Friday, April 29, 2016

Authors Writing Badly and Inviting Us to do the Same (Part 3)

Marci Glaus, English language arts consultant at the Wisconsin Department of Public Instruction, contributed this post.

In the video trailer for Wisconsin Writes, you will hear Nickolas Butler say “you can’t be a good writer unless you’re a reader.” Through the author interviews and in review of the footage, I noticed a trend developing among most of the authors who participated in the project saying the same thing. The basis for such agreement is simply the idea that we can learn how to write by reading great writing. But it is so much more than just reading.

How many times have your read something and just let the story wash over you with little thought to the structure, word choice, or what the writer was doing to help you get lost in the text? I do it all the time.
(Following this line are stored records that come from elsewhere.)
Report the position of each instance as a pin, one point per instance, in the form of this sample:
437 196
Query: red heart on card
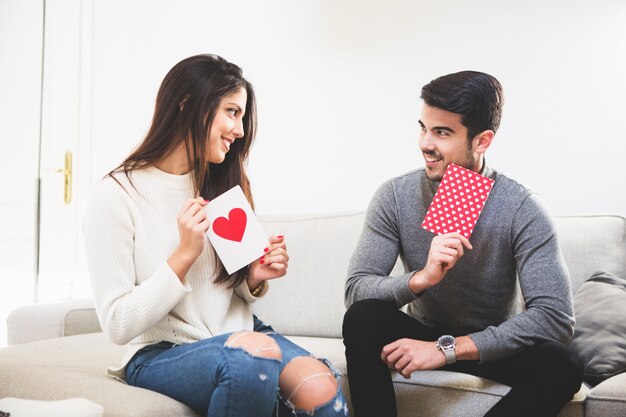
233 227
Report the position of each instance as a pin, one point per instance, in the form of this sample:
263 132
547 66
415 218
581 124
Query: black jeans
543 377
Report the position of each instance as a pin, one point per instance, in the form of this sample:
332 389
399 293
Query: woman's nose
238 129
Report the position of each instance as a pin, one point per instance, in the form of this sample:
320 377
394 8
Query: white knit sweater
129 235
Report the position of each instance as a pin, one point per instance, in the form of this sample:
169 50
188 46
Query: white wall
338 85
21 36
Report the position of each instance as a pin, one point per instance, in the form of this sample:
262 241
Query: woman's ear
482 141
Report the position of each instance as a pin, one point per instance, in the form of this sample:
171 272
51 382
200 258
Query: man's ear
482 141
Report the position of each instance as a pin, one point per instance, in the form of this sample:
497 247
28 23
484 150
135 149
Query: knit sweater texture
130 232
511 291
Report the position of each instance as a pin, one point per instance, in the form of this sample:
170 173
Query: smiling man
462 299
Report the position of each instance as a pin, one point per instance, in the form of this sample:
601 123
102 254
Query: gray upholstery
308 303
600 305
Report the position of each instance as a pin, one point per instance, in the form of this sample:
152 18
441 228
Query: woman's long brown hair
186 105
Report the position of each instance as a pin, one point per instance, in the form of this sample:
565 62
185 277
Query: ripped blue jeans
221 381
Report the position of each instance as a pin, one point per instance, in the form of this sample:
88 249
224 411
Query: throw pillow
600 332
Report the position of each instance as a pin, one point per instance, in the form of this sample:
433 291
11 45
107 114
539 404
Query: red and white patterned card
458 202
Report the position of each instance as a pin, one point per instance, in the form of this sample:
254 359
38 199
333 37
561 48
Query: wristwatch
447 344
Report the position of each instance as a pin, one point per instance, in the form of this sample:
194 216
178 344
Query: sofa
58 351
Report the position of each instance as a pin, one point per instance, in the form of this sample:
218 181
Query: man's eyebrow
234 104
446 128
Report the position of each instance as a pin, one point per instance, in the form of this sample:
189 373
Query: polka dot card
458 202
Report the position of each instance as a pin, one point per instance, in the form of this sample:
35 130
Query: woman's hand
271 265
192 227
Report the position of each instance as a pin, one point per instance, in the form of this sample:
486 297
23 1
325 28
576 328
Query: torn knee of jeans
308 383
255 343
338 404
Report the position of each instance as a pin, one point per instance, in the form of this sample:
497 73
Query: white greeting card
235 231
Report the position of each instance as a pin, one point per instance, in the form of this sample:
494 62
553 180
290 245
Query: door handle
67 178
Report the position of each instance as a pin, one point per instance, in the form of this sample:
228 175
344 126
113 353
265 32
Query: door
65 102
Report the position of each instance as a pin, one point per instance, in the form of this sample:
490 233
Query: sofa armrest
46 321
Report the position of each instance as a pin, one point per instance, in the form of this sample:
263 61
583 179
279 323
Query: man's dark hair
476 96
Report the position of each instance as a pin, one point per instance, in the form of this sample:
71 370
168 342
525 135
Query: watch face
446 341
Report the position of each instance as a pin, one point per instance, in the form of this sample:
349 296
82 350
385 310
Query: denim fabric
217 380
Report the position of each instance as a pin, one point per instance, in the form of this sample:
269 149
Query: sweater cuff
488 347
243 292
404 294
171 283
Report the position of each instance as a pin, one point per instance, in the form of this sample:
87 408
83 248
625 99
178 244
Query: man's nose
425 141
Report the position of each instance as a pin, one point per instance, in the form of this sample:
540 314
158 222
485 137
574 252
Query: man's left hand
409 355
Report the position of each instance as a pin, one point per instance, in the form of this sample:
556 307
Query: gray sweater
511 291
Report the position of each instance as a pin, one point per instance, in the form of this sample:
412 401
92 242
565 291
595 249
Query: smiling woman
159 286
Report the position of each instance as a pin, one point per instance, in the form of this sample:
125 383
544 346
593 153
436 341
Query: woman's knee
307 383
255 343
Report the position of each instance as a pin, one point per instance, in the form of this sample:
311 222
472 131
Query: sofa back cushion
592 243
308 301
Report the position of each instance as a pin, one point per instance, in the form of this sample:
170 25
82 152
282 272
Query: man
463 303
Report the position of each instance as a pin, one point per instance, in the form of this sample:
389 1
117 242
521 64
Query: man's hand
409 355
445 252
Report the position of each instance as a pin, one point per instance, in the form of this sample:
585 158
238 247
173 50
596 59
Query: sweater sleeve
125 309
545 286
376 254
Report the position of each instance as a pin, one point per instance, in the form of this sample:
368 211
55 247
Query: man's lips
432 160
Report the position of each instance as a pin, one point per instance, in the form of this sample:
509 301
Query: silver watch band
450 354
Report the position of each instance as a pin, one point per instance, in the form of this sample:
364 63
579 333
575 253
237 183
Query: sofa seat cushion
75 366
608 398
433 393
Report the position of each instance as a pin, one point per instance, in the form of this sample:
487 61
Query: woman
159 286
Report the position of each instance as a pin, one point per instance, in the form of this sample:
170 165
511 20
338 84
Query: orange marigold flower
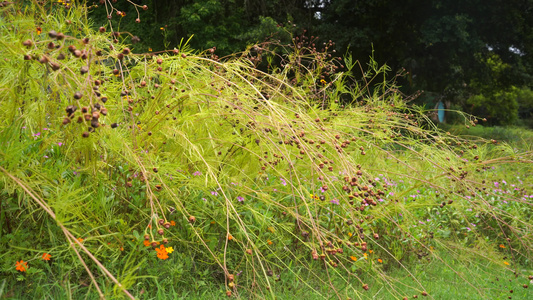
22 266
162 252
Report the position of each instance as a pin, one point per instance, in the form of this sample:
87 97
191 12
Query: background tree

I found that I really have to step into a text much more purposefully when I am reading with a writer’s craft in mind if I am going to learn anything about writing. If I want to make my own writing better, I need to understand and be able to name what other writers have done so that I can try it out for myself if I find it useful. Even then, my writing can come in fits and starts while I try to tackle what the pros have done in a way that fits with what I am trying to do. It takes practice, but it is possible. Take, for example, speaker and writer Tasha Schuh and company. She talks about trying to start her first book several times, but growing frustrated each time before figuring out how to plan and put her ideas together. She states that while she loves to read, she had to find examples of books that she could use as models for her own. They helped her get started in her writing process which ended with her first book and landed her here, in this video series, working on her second.

Linda Godfrey advises students not only to “write, write write, and write some more,” but to “read, read read, and read some more.” She says this based on her own experience as a writer who ended up writing about things she never thought she would. Through extensive reading and writing experiences, she was able to step into different genres with success. This holds true with other writers who participated in Wisconsin Writes.